Wow have I had a packed week. The girls and I left NC for Oregon last Tuesday and spent 2 days in Washington. Got to see my bestie and my nieces n nephews! It was so awesome to see them all and I'm happy it worked out and their moms worked with me :) then came down to Albany and have been visiting with family. I have been keeping to my goal and have not had any fast food. Been keeping myself under my calorie goal and eating the right portions. I have not worked out every day but we have also haven't been in one spot long enough for me to relax and workout. Which is no excuse but I am excited to get to Cali with my mom so we can workout together! I have been doing a few workouts here and there just randomly when I'm bored. I know I will prob not be at the same weight I was when I left but I also haven't been able to weigh myself. However today I had to buy new pants since mine were getting too loose and I have dropped 2 jean sizes!!! I am 2 sizes away from my first goal and 4 away from my ultimate goal!!!! :) and when I get home I will be hitting the working out hard. I have a plan that I'll be doing the 30 day shred along with slim in 6 plus a run and I feel that will get me to a good rhythm and I will be able to keep with it :) I am still happy with myself and do glad I am out of my old pants!!! And all I want is to continue to lose and of these pants seem to be tight one day I will be working my butt off that day! I will not go back to my old pants!!! I refuse!!! I'm posting my progress pics and my pic in my new smaller pants :)))
Monday, February 13, 2012
All ready for the west coast.
Tomorrow morning the girls and I head to Oregon then driving up to fort Lewis, then to sequim, back to Lewis and the next day back down to Oregon. For 5 days then off to Cali! Oh man it's going to be a busy busy week then a somewhat relaxing week. I am excited to see my nieces and nephews, and the Justus family. Then to see the in laws and more family. But I have to say I am super excited to have some in n out and take the girls to Disney land!!!! Wishing my hubs was coming with me but he can't :( I am also super excite to see everyone (as of right now) nearly 20lbs lighter!!!!! John and I are on our second day of detox and from yesterday I have lost 4.5lbs!!! And John lost 2.5!!! I am becoming so happy with myself. I am proud. But I have a huge challenge in front of me. 2 weeks of not being home. And I have to make sure I continue to workout and eat right. I refuse to eat fast food. I will eat subway if I need to! But I prefer to eat better. So wish me luck!!! My plan is to get some groceries when I get out there so I'll be good :) but I'm stressing out. This is my first flight that I will be completely alone from start to finish. Both times. Since I'm renting a car. So I have to figure out how to manage 2 car seats, a pack n play, a suitcase and a double stroller! AHHHHH. I know I can handle it. It's just overwhelming thinking about it! Well now I'm off to clean finish up last min things and workout!

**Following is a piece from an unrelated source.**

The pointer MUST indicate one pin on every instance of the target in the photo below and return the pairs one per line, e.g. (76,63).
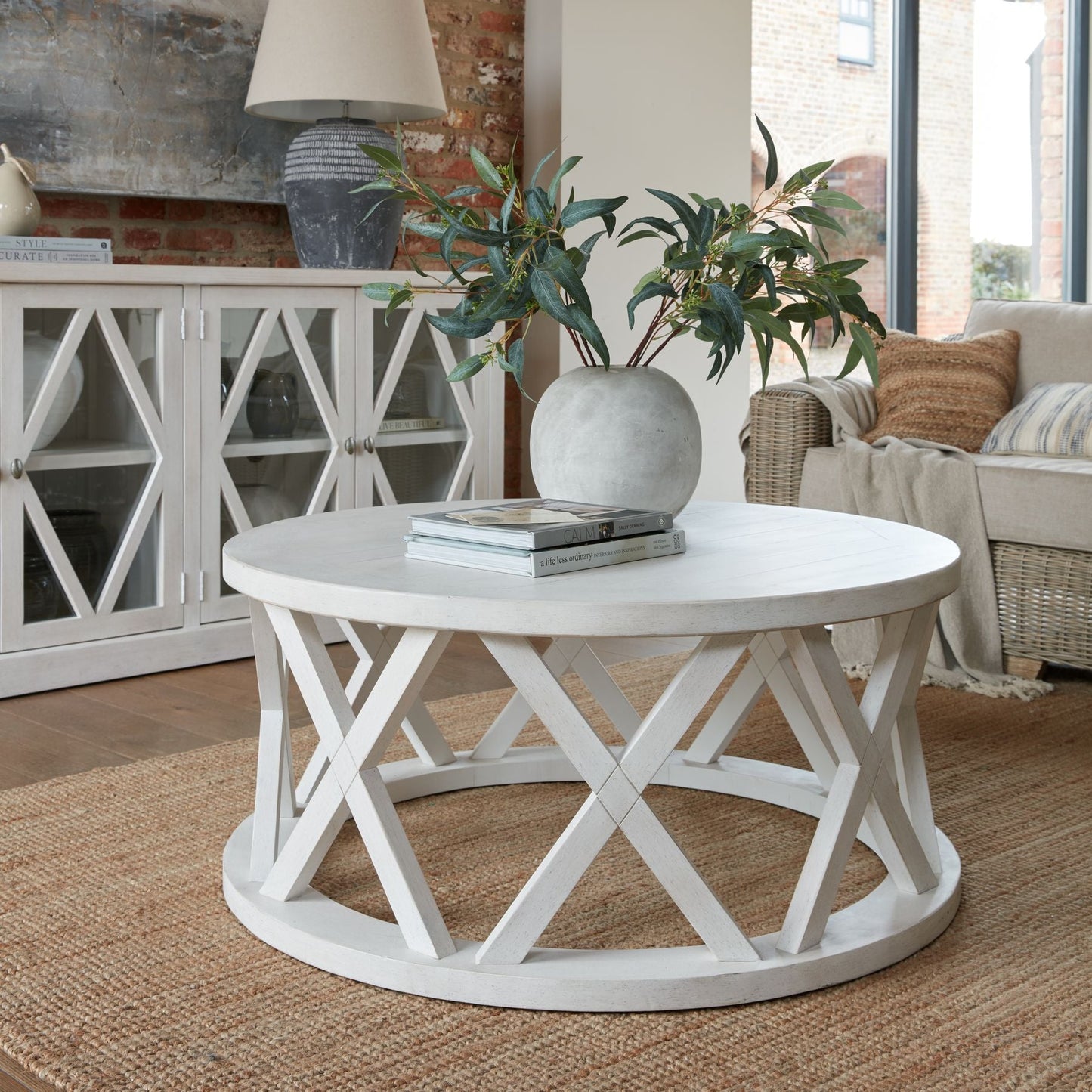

Saturday, February 4, 2012
Lost.
I'm finding that I am getting back into the place where I don't want to be. Going from lots of great friends that enjoy talking to me as much as I enjoy talking to them to one or two people that I talk to maybe on a weekly basis. Starting to feel like I am just not good enough to continue being friends with or I am just easy to forget. I like to think that it's not true but sadly the more days past the more I realize I am not a person people enjoy being friends with for life and I feel I am the only one who keeps trying so I am done. I officially am tired of trying to involve myself and feeling like I bug people so I'm just going to keep to myself. Getting off Facebook and not dealing with trying to make everyone see that I'm still alive. But instead I'm just going to focus on my girls and my husband. Not going to put myself out there anymore and I'm not going to be sharing my business with anyone. If people want to know how I'm doing then they can call me. I'm tired of everything really. But onto a better note I am succeeding in my weigh loss journey more than I expected. Things are going great and I am becoming comfortable with myself. Can't wait to see my progress at the end of the month.